This article, written by NARAL Pro-Choice North Carolina Executive Director Tara Romano, originally appeared in NC Policy Watch
Soon after I began working at NARAL Pro-Choice North Carolina in 2016, I found myself explaining to someone our concerns about anti-abortion fake clinics (aka “crisis pregnancy centers”) and the tax dollars they were receiving.
“How much are they getting?”
“$400,000 a year in the 2015-2016 budget.”
“Well, that’s not that much in the scheme of things, is it?”
“It’s going to be more. Just wait.”
And here we are just three years later, looking at a budget that allocates $2.64 million in public tax dollars to these fake clinics, a more than 600% increase. It’s not at all clear what they’ve done to merit such an increase in taxpayer support, either: the North Carolina Department of Health and Human Services (NC DHHS) reported that the proposed recipient of the largest grant of $1.2 million per year, the Texas-based organization known as the Human Coalition, has turned in reports that were both late and that did not explain what, if anything, the outfit has done to improve healthcare outcomes, or even provide actual healthcare or impactful services.
The Human Coalition’s stated mission is “to end abortion in America” and it likes to tout to its supporters the number of “abortion-determined women” (their term) its fake clinics prevented from accessing abortion care – whether by deception, coercion, shaming, or some combination of those tactics.
The organization does not seek to reduce unplanned pregnancy by providing access to contraception or comprehensive sex education; its chief goal is to block, by whatever means, people from making their own informed and autonomous decisions about the reproductive health care options available to them.
Inhibiting people from accessing their right to abortion has always been the central mission of these fake clinics that started popping up across the country in the 1970’s. North Carolina has more than 110 of these outfits, compared to just 15 clinics that offer some type of abortion services.
One challenge for patients seeking abortion care is that genuine abortion clinics are clustered in just a few cities across the state. For the most part, fake clinics are also clustered near population centers: a 2017 NARAL Pro-Choice NC review of these clinics showed 83% of them were located within seven miles of a university or college – a fact that serves to disprove the claims of the supporters that they provide care where no or few clinics exist.

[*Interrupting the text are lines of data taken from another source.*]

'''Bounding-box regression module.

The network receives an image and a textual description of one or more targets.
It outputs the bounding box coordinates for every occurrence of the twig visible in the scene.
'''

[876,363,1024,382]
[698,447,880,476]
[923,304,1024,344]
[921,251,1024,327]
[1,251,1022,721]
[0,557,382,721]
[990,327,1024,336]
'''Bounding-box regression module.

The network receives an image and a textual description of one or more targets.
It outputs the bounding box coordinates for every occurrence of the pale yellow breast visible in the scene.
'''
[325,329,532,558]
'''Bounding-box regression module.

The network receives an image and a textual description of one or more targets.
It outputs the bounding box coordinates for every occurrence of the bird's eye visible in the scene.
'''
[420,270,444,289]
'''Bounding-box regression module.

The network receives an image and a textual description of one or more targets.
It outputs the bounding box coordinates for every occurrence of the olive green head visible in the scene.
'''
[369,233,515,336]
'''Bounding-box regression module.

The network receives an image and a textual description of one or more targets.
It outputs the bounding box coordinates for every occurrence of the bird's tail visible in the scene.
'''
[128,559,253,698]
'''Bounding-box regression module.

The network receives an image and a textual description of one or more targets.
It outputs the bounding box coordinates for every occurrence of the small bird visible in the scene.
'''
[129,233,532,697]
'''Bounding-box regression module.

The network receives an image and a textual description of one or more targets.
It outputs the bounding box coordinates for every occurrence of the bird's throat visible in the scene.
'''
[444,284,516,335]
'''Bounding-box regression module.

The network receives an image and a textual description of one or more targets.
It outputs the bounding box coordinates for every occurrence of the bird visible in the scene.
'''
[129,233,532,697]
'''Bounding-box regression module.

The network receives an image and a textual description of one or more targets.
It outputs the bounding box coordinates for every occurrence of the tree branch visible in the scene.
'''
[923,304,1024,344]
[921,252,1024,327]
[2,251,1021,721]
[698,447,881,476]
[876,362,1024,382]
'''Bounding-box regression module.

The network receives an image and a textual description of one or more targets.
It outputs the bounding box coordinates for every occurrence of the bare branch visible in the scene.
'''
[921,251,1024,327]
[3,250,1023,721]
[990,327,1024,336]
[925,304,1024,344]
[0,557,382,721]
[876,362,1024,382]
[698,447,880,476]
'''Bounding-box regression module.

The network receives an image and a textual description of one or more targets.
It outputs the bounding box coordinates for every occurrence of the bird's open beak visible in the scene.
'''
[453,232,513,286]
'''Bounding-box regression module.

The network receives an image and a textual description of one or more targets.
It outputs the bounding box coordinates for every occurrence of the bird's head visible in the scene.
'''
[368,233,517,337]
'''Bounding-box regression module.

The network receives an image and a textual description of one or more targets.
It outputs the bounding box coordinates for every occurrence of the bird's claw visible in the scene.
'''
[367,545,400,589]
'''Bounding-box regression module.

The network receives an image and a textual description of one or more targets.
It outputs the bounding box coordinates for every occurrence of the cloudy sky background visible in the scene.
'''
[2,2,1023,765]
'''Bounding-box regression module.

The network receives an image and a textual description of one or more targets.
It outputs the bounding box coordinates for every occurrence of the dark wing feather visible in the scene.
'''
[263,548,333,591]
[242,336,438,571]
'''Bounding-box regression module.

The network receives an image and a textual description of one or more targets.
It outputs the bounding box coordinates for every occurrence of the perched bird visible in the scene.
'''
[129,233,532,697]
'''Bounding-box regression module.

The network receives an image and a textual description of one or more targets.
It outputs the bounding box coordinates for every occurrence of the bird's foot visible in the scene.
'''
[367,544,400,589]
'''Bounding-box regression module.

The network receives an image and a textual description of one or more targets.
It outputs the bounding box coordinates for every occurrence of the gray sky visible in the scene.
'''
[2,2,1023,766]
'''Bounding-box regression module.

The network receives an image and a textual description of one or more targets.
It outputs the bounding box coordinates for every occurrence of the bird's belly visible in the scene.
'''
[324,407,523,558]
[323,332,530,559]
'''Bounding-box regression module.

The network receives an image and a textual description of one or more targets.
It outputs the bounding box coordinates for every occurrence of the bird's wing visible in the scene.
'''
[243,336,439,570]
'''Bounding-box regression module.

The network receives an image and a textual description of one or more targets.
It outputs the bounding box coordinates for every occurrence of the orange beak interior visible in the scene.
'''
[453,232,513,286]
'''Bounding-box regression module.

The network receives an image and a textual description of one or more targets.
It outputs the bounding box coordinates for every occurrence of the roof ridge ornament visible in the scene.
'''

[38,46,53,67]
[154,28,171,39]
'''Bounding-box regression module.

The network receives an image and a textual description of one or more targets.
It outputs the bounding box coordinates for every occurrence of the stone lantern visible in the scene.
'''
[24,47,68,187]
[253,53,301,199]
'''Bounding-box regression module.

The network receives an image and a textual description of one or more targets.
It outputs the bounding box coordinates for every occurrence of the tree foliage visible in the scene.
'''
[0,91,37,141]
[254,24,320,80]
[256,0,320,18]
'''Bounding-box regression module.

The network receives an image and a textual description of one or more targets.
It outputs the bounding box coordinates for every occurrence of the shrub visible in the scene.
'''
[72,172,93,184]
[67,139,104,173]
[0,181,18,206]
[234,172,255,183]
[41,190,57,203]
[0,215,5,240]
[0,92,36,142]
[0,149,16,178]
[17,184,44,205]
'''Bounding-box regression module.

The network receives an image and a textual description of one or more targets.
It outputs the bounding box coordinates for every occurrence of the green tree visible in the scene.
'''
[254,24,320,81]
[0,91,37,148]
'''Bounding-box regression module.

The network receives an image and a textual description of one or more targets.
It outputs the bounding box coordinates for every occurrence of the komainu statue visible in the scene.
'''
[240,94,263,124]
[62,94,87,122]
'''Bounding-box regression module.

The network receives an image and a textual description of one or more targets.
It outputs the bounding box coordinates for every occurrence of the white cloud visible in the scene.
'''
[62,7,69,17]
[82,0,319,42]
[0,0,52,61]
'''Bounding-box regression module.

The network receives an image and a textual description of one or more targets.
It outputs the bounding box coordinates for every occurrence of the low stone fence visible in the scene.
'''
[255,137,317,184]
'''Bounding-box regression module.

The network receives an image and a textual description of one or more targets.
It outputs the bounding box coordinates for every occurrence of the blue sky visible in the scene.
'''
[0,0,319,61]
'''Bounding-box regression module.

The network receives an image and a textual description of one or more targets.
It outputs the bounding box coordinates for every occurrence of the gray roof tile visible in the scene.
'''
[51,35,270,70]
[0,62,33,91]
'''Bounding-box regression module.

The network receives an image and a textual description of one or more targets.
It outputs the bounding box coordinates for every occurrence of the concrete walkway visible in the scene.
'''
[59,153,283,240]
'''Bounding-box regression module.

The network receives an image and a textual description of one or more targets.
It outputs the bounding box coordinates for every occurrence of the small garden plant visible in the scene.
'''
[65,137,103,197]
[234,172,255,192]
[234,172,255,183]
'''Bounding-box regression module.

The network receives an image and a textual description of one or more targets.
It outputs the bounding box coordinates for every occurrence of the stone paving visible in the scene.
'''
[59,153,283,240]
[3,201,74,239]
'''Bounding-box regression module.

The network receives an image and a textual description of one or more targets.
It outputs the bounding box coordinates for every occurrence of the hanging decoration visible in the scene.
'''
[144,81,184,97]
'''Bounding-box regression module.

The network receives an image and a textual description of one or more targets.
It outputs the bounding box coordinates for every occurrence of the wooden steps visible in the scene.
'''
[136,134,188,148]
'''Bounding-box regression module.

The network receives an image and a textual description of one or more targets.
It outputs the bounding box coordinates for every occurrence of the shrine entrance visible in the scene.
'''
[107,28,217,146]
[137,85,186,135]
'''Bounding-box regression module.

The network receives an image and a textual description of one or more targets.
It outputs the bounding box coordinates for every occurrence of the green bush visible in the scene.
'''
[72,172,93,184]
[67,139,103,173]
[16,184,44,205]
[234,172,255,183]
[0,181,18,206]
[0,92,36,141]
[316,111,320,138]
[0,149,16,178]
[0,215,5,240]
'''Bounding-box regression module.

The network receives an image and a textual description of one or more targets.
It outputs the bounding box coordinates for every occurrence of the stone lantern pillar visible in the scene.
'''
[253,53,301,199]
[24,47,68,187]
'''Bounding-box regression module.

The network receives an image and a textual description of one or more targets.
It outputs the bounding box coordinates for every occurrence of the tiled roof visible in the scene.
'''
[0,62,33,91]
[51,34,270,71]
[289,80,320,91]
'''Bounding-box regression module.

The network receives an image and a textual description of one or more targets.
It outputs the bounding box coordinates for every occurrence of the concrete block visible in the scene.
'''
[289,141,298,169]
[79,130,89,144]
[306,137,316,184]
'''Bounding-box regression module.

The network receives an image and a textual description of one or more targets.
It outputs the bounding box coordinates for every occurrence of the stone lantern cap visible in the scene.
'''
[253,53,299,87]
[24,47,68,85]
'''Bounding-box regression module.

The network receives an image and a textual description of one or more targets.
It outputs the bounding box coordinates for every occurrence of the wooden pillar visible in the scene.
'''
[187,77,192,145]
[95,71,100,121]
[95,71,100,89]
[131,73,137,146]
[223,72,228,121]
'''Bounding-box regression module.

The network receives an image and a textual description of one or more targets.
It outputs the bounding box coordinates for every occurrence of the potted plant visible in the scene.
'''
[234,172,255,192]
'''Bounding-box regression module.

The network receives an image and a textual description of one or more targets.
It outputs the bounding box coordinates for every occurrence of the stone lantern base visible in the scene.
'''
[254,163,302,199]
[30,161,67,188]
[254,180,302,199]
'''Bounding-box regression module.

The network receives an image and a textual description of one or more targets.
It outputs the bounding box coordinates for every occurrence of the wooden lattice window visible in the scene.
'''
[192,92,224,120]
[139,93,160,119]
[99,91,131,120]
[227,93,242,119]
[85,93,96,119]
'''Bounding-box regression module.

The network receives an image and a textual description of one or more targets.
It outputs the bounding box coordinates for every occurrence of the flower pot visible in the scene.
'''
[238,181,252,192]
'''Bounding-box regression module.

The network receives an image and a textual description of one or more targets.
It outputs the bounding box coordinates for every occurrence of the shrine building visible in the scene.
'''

In fact, these fake clinics often locate as close as they can to actual abortion clinics in order to target “abortion-determined” patients headed to their appointments. In Raleigh, that means using close proximity to an abortion clinic to stage protests that harass and intimidate patients coming for an appointment. In Charlotte and Greensboro, that means bringing a bus to the parking lot of local abortion clinics to try to intercept patients on their way to their healthcare appointments.
These fake clinics use your tax dollars to buy ultrasounds so they can provide “limited use” images in order to deceive patients who are seeking actual medical care. More often than not, they do not employ genuine medical professionals as part of their organization, even if their staff members sometimes don medical scrubs and make claims about sexually transmitted infection testing. But it’s not easy to know what they do or how they are run—the fake clinics are secretive, unregulated, unlicensed, and are not subject to HIPAA – the federal law that regulates how private medical information is protected and handled.
Yet politicians are giving these fake clinics increasing amounts of our tax dollars.
Anti-abortion legislators in the North Carolina General Assembly often attempt to justify this controversial appropriation of public funds by pointing out that one can get a free pregnancy test at these fake clinics. But, of course, this is a service that is also provided at local health departments, some abortion clinics, and even some student health centers and hardly enough to justify the diversion of millions of NC DHHS maternal and child health funds.
NARAL Pro-Choice NC has been raising the alarm about these fake health clinics for a decade, knowing that the appropriations of tax dollars will only increase if left unchallenged. We’ve seen it happen in other states. In Ohio, the state budget currently proposes diverting $5 million in federal TANF (Temporary Assistance for Needy Families) funds to fake clinics. Anti-abortion fake clinics across the country that promote medically inaccurate abstinence-only sex education are getting $1.5 million in Title X funding. This is all part of their national effort to spread misinformation and make abortion as inaccessible as possible.
For too long, anti-abortion lawmakers have funneled resources for actual healthcare to organizations that do not provide healthcare or evidence-based programs, are deceptive in their advertising, promote false and medically inaccurate ideological statements as fact, and whose stated goals are to convince people who are pregnant not to have abortions.
Tragically, this has been occurring at the same time that legislative leaders refuse to meaningfully address the health coverage gap that afflicts approximately 600,000 North Carolinians by expanding Medicaid. Sending ever-increasing amounts of scarce tax dollars to these fake clinics, while denying people of lower income access to quality, medically accurate, comprehensive healthcare, ensures that more vulnerable pregnant patients will end up in these fake clinics seeking access to care that does not exist.
This is unacceptable, and it’s time to stop sending public funds to these organizations.